Schauen wir ein wenig näher hin:

Lecanemab wirkt wie eine passive Impfung. Es handelt sich um einen Antikörper, der sich gegen das Protein Beta-Amyloid richtet. Aus diesem bestehen die Ablagerungen im Gehirn, die mit der Zerstörung der Nervenzellen in Verbindung gebracht werden. Es kann anscheinend den Krankheitsverlauf verlangsamen, allerdings nur bei Patienten in einem sehr frühen Stadium von Alzheimer. Aber: Auch dieses Medikament kann die Erkrankung weder heilen noch stoppen. So viel steht bereits jetzt fest.

Und – das steht nur im „Kleingedruckten“ – Lecanemab ist für Menschen mit dem Risikogen APOE4 nicht zugelassen. Immerhin betrifft das ca. 67 % aller Alzheimerpatienten. Es erhöht bei dieser Patientengruppe die Gefahr für Gehirnblutungen. Darüber hinaus verlangsamt Lecanemab bei Trägern des ApoE4-Gens nicht den kognitiven Abbau, sondern verstärkt ihn sogar.

Ich selbst bin Trägerin des Risikogens APOE4, auch Alzheimer-Gen, genannt. Mein Risiko in einigen Jahren zu erkranken ist - statistisch gesehen - erhöht. Ich teile mein Schicksal mit ca. 20 Millionen Menschen in diesem Lande, denn das APOE4-Gen ist weit verbreitet. Die Betroffenen wissen nur nichts darüber, denn es fehlt hier an Aufklärung. Anders als in den USA. Dort wissen die Betroffenen, sofern sie es wünschen, über dieses Gen Bescheid und betreiben Vorsorge und minimieren so ihr Risiko. Das ist gelebte Epigenetik (siehe auch News vom 13.1.24 und 20.3.23). Wir können uns nicht auf die pharmazeutische Forschung verlassen und auf die eine Wunderpille hoffen, weder bei Alzheimer noch bei anderen chronischen Erkrankungen.
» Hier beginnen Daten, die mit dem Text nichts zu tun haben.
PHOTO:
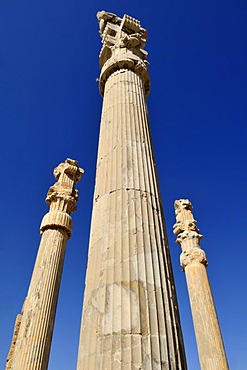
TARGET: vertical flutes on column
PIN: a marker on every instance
(193, 260)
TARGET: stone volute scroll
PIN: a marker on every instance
(188, 234)
(123, 42)
(193, 260)
(62, 197)
(30, 347)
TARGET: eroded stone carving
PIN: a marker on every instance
(188, 236)
(193, 260)
(123, 47)
(30, 347)
(62, 196)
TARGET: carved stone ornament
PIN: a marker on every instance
(62, 197)
(188, 236)
(193, 255)
(123, 47)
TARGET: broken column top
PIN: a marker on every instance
(123, 42)
(67, 174)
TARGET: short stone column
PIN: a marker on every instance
(32, 337)
(193, 260)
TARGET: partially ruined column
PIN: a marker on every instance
(130, 312)
(32, 337)
(193, 260)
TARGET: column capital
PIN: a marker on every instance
(188, 234)
(62, 196)
(123, 41)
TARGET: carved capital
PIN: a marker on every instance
(188, 236)
(62, 197)
(57, 219)
(193, 255)
(123, 42)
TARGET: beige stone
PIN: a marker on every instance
(32, 337)
(193, 260)
(130, 313)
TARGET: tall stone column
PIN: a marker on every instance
(193, 260)
(32, 337)
(130, 313)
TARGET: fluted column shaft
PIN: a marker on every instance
(34, 338)
(130, 318)
(31, 343)
(193, 260)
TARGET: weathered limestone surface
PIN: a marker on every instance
(193, 261)
(31, 342)
(130, 314)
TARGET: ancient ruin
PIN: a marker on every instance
(130, 312)
(194, 262)
(33, 330)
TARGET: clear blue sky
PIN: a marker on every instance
(50, 110)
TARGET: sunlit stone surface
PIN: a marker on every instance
(31, 341)
(130, 314)
(193, 261)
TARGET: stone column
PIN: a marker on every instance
(31, 342)
(130, 313)
(193, 261)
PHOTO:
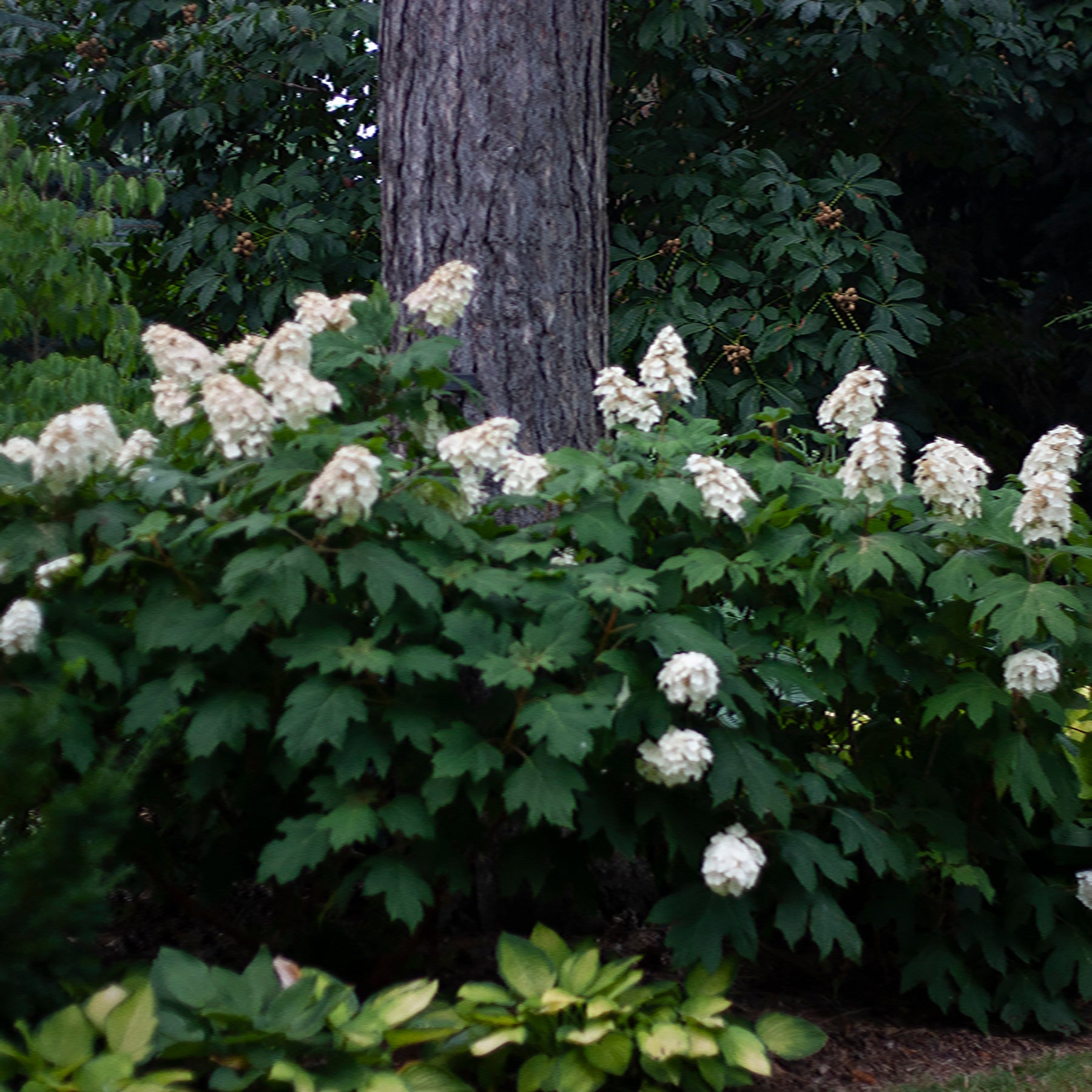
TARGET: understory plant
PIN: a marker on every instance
(334, 640)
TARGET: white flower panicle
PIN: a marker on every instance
(20, 627)
(950, 479)
(241, 420)
(678, 756)
(522, 474)
(141, 445)
(180, 356)
(483, 448)
(664, 367)
(240, 352)
(875, 460)
(445, 295)
(1085, 888)
(297, 396)
(733, 862)
(689, 677)
(1044, 510)
(625, 401)
(19, 449)
(1031, 672)
(170, 402)
(348, 486)
(723, 488)
(854, 402)
(289, 346)
(73, 446)
(1056, 450)
(47, 575)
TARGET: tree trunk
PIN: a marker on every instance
(493, 150)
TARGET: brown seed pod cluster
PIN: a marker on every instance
(736, 355)
(846, 300)
(828, 218)
(93, 52)
(220, 207)
(245, 245)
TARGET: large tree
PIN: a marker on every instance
(494, 132)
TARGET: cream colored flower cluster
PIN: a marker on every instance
(678, 756)
(20, 627)
(1044, 511)
(47, 575)
(1031, 672)
(854, 402)
(241, 420)
(443, 297)
(733, 862)
(689, 677)
(723, 488)
(316, 311)
(875, 460)
(75, 446)
(663, 371)
(348, 486)
(950, 479)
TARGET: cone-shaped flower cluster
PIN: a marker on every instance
(73, 446)
(733, 862)
(689, 677)
(1044, 510)
(950, 479)
(664, 367)
(875, 460)
(348, 486)
(20, 627)
(854, 402)
(241, 420)
(49, 573)
(624, 401)
(678, 756)
(1031, 672)
(723, 488)
(445, 295)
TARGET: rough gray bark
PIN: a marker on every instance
(493, 150)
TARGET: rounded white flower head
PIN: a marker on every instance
(483, 448)
(854, 402)
(664, 367)
(20, 627)
(1031, 672)
(625, 401)
(1044, 510)
(445, 295)
(73, 446)
(19, 449)
(1085, 888)
(689, 677)
(241, 420)
(521, 475)
(875, 460)
(723, 488)
(180, 356)
(348, 486)
(1056, 450)
(141, 445)
(678, 756)
(172, 402)
(950, 479)
(733, 862)
(49, 573)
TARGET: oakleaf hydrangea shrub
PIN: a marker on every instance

Wie der amerikanische Professor für Neurologie Dr. Dale Bredesen (UCLA) aufgezeigt hat, ist Alzheimer eine Erkrankung die schon Jahrzehnte vor den ersten Symptomen sehr schleichend und unbemerkt beginnt, also im 4. Lebensjahrzehnt. Wenn sie mit vielleicht 68 Jahren oder 75 Jahren symptomatisch wird, ist bereits der Anfang des Endstadiums erreicht.
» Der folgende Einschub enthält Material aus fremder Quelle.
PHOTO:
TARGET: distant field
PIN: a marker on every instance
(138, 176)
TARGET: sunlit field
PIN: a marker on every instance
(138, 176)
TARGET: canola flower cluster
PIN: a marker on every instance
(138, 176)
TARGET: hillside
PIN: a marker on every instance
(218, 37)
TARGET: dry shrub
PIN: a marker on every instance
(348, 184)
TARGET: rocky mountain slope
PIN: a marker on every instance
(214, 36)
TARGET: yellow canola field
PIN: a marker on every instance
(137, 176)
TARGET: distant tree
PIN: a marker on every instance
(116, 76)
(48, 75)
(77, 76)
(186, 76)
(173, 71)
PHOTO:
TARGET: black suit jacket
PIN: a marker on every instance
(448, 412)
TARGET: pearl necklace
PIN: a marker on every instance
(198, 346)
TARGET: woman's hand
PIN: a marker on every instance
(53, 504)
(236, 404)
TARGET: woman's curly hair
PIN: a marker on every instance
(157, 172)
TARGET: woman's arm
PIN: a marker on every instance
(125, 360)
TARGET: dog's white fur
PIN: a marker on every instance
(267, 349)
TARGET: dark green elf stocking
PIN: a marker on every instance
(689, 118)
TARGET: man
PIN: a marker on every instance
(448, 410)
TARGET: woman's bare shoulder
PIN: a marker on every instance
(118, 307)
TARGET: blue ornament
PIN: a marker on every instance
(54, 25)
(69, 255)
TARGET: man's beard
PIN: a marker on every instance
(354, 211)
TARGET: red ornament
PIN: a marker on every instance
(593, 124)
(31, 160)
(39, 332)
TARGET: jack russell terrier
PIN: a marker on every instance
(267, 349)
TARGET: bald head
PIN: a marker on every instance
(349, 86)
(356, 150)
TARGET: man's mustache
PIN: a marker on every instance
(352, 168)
Bereits jetzt kann man sagen, dass das neue Medikament, die vermeintliche Wunderdroge, für die meisten Betroffenen eine herbe Enttäuschung sein wird. Die Therapiekosten belaufen sich im Übrigen auf jährlich. ca. 26.000 Euro pro Patient.

Quellen:
https://www.swr.de/wissen/neue-hoffnung-fuer-alzheimer-patienten-100.html
Kurkinen M. Lecanemab (Leqembi) is not the right drug for patients with Alzheimer's disease. Adv Clin Exp Med. 2023 Sep;32(9):943-947. doi: 10.17219/acem/171379. PMID: 37676096.
The Lancet. Lecanemab for Alzheimer's disease: tempering hype and hope. Lancet. 2022 Dec 3;400(10367):1899. doi: 10.1016/S0140-6736(22)02480-1. PMID: 36463893.


Über die Autorin:


"Kyra Kauffmann, Jahrgang 1971, Mutter zweier kleiner Söhne, Volkswirtin, seit 20 Jahren niedergelassene Heilpraktikerin, Buchautorin, Dozentin, Journalistin und seit 3 Jahren begeisterte Medizinstudentin.
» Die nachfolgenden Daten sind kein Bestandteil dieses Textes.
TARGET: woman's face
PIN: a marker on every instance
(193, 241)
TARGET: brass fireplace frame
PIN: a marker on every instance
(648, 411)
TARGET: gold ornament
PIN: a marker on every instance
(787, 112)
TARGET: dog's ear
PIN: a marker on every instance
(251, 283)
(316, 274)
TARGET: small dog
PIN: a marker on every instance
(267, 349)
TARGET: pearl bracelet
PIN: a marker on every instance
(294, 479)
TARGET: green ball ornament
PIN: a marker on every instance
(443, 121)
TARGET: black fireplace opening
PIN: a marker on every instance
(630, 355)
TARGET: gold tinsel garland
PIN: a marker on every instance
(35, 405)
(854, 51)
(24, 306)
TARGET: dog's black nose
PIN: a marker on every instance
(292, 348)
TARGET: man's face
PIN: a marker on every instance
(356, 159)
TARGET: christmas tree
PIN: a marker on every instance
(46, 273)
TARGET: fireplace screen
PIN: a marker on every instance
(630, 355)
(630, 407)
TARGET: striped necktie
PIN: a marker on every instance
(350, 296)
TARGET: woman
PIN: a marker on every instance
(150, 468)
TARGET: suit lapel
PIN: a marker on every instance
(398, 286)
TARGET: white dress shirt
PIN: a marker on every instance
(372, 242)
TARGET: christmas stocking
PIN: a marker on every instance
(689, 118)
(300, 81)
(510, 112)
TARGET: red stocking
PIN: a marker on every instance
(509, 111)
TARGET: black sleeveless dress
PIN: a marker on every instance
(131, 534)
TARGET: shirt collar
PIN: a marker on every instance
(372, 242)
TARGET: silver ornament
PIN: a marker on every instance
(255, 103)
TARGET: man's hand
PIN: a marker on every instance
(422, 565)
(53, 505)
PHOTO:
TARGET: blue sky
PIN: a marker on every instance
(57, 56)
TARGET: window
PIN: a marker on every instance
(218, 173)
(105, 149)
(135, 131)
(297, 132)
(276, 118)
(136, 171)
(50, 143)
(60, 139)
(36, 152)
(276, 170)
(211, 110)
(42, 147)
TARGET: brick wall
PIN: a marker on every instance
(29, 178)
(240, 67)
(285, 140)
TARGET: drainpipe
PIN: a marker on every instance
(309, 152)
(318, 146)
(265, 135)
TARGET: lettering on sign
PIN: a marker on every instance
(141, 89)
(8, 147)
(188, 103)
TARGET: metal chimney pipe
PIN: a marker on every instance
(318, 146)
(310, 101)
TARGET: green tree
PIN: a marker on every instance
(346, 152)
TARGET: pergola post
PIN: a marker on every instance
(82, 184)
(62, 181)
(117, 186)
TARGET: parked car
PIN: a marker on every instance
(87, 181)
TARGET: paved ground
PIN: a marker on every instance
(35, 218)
Zur Medizin kam ich durch meine eigene schwere Erkrankung mit Anfang 30, bei der mir seinerzeit kein Arzt wirklich helfen konnte. („Ihre Werte sind alle super – es ist alles rein psychisch!“). Hilfe bekam ich von Heilpraktikern, die zunächst einmal eine wirklich gründliche Labordiagnostik durchgeführt haben, ganz nach dem Vorbild von Dr. Ulrich Strunz. Es war eine neue Welt, die sich mir eröffnete und die Erkenntnisse, haben mich sofort fasziniert (ohnehin bin ich ein Zahlen-Daten-Fakten-Fan und habe nicht umsonst das Studium der VWL gewählt). Die Begeisterung war so groß, dass ich meinen alten Beruf an den Nagel hängte und Heilpraktikerin wurde. Meine Praxis führe ich seit 20 Jahren mit großer Begeisterung und bin – natürlich - auf Labordiagnostik spezialisiert und kann so oft vielen Symptomen auf den Grund gehen. In 2 Jahren hoffentlich dann auch als Ärztin.